When this occurs it is undetectable and may go unnoticed resulting in problems at a later time. Although this situation is fairly rare, it can lead to serious problems, especially if a data recovery is required. This highlights why it is important not to become complacent, and think “I have a RAID, so I don’t need a backup” or you could suffer serious data loss.

Data Not Written

As already described, when a power failure occurs it is possible for some data not to be written to all the disks in a RAID array.

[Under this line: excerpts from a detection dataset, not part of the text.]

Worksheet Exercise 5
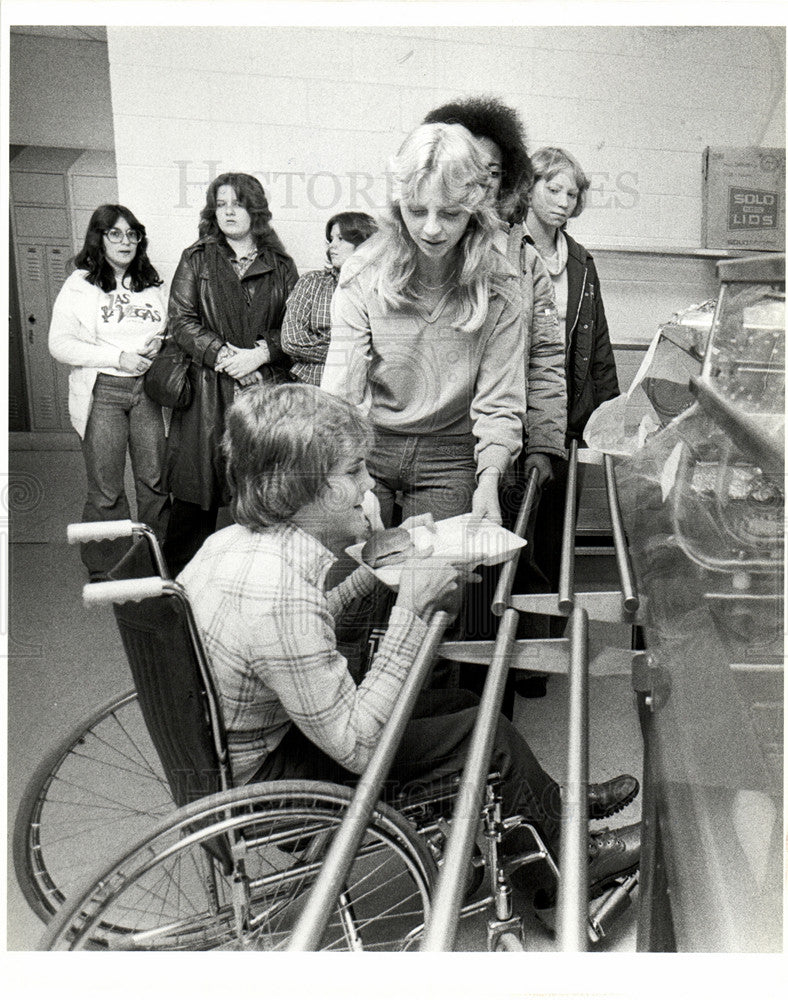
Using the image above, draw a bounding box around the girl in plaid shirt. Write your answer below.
[282,212,377,385]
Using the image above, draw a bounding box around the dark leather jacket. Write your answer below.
[566,236,619,440]
[165,236,298,510]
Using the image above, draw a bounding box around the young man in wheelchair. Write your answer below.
[179,385,640,892]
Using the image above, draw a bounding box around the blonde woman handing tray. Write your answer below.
[321,124,525,525]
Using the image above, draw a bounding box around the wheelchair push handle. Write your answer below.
[82,576,168,607]
[66,518,134,545]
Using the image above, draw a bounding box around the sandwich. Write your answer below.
[361,528,416,569]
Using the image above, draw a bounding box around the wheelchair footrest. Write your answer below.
[588,872,638,942]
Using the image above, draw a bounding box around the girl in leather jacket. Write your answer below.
[164,173,298,576]
[526,146,619,616]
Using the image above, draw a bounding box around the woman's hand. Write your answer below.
[471,468,501,524]
[525,451,553,486]
[396,558,462,621]
[118,351,153,375]
[215,344,271,379]
[139,333,164,360]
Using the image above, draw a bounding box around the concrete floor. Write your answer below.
[7,448,642,952]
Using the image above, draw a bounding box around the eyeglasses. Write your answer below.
[104,229,142,243]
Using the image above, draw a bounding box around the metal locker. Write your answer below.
[16,239,71,431]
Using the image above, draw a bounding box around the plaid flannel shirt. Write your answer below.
[282,267,337,385]
[178,524,427,784]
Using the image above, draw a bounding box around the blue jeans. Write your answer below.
[82,373,170,576]
[367,431,476,528]
[367,430,497,656]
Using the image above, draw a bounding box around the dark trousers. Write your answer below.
[164,497,219,578]
[252,689,561,850]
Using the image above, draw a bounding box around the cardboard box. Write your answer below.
[702,146,785,251]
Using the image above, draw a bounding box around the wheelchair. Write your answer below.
[14,521,558,951]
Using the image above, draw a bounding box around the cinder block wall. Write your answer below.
[108,27,785,341]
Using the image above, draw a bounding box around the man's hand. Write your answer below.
[471,468,501,524]
[524,451,554,486]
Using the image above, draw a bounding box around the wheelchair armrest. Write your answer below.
[82,576,166,607]
[66,518,134,545]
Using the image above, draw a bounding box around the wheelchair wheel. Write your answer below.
[13,691,175,923]
[41,781,436,951]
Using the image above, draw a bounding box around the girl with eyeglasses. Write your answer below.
[49,205,169,579]
[282,212,377,385]
[164,173,298,576]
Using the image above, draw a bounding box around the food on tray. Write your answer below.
[361,528,416,569]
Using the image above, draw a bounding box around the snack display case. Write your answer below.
[616,255,785,952]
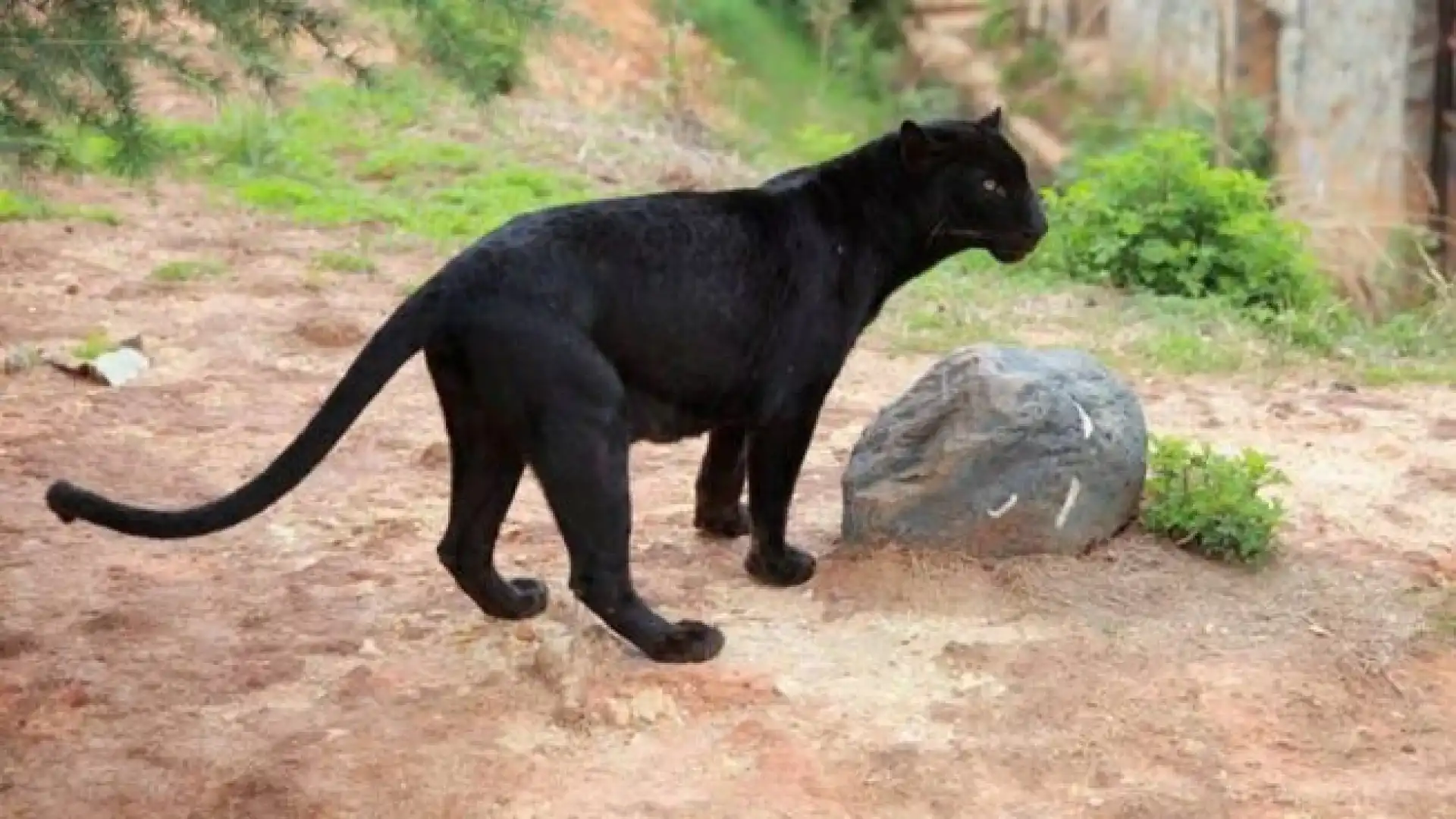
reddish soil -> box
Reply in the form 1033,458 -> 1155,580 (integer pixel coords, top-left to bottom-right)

With modern journaling file systems a power failure is not usually a problem, as any failed writes are still stored in the journal, but a RAID system may be performing many read/write tasks in parallel, which may lead to unusual timing issues.

If the data that was not written is a data block, when the file system is mounted, the journaling may well correct any issue, but any failure to write the parity stripe could cause a serious issue and go undetected until that parity data is required.

Resynchronisation Issues

Take a RAID 1 mirrored pair as an example, whereby data is written to a pair of disks, and a discrepancy is detected between them after a power failure, it is almost impossible to know which disk holds the correct version of that data. In a RAID containing calculated parity information, the same is also true when the parity data does not match the data blocks stored in a stripe.

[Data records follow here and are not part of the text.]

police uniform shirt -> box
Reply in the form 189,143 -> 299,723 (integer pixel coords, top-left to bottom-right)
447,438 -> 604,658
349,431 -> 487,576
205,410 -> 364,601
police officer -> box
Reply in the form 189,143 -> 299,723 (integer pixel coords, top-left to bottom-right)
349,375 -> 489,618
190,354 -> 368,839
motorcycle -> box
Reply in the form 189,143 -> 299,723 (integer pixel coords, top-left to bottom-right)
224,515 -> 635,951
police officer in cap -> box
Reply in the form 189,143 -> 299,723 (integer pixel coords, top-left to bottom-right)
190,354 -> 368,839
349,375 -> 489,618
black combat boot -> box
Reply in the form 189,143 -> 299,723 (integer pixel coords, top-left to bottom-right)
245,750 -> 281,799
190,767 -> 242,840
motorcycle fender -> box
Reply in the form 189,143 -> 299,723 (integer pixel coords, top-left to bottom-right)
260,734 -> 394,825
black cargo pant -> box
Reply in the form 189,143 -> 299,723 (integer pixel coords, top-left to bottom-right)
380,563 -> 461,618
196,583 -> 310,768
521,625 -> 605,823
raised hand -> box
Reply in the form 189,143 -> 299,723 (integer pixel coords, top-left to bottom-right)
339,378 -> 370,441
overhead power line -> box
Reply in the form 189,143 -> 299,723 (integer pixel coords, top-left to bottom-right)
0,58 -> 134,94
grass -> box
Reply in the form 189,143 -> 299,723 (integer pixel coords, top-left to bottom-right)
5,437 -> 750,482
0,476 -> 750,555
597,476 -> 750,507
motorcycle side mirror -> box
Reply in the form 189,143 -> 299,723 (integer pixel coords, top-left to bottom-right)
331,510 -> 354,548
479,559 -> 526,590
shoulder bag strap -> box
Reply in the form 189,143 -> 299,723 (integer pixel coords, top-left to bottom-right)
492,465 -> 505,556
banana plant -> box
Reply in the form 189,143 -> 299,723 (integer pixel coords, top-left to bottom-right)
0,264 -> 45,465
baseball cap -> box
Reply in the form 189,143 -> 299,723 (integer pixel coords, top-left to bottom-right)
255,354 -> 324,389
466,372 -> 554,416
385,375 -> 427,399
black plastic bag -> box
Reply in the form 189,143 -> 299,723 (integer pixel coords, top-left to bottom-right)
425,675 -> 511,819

This means that running a resynchronisation could consolidate the incorrect data as part of the RAID, leading to either corruption of file system data structures or file contents. Scheduled resynchronisation is recommended as part of RAID maintenance, but is not guaranteed to fix this problem. The act of writing data to the RAID will cause the parity in that particular data slice to be resynchronised.

Data Recovery and UPS

Installing an uninterruptible power supply (UPS) for a system running a RAID is the best choice when it comes to avoiding the “write hole” phenomenon. By doing this a controlled shutdown of the server can take place, avoiding the issue of file system corruption.

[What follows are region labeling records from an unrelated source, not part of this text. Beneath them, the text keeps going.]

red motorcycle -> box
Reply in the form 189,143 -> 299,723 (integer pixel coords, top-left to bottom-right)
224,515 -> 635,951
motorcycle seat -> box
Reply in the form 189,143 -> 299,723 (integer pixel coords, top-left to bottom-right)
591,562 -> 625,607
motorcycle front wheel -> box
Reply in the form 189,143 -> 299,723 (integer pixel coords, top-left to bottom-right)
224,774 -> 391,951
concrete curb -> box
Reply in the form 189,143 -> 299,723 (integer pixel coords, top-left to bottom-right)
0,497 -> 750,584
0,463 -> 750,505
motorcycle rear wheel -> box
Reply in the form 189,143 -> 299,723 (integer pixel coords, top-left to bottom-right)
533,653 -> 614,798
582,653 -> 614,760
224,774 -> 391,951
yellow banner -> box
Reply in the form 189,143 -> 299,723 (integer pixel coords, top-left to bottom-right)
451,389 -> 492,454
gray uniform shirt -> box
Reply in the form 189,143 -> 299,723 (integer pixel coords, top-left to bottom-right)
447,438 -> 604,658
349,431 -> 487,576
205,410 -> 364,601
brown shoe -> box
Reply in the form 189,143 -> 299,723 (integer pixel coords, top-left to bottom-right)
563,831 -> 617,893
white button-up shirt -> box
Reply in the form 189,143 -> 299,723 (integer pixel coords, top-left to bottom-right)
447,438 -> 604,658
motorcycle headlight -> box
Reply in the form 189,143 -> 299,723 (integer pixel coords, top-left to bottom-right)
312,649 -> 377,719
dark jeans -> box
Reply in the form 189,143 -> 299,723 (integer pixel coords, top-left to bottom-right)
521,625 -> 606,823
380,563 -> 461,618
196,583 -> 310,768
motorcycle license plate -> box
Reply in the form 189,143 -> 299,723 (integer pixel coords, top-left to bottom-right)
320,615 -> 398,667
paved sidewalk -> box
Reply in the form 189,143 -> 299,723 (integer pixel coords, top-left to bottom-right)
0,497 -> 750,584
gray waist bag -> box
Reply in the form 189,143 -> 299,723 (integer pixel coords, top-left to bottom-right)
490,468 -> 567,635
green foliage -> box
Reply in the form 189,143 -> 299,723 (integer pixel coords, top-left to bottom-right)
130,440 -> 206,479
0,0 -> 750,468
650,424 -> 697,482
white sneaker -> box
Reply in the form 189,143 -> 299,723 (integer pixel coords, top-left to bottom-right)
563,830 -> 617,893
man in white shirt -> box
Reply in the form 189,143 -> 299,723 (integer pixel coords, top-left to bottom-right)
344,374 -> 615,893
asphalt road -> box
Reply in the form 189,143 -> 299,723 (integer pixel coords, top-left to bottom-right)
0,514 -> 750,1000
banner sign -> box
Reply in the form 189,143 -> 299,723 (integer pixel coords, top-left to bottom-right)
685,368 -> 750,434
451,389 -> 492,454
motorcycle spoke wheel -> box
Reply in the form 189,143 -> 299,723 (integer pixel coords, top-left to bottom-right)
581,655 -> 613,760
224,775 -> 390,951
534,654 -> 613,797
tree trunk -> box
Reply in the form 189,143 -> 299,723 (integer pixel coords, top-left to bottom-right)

During data recovery from RAID systems, it is almost impossible to determine which disks hold the correct data if a “write hole” is detected. Through manual intervention it may be possible to resolve some of these issues, but others may be impossible to determine, so it’s important to reduce the risks of suffering “write hole” damage.

RAID 5 vs RAID 10

Redundant Array of Independent Disks (RAID) offers many benefits, from data read/write speed increase through to data redundancy. Each RAID level is a compromise between data security, hardware requirements and read/write speeds.

Your budget will be a big factor in determining which RAID level is most appropriate, but if there is no constraint, data security should be high on the list. No matter which RAID level is selected, it is important not to fall into the trap of thinking, ”I have a RAID, so I don’t need a backup,” otherwise your future will almost certainly include RAID data recovery.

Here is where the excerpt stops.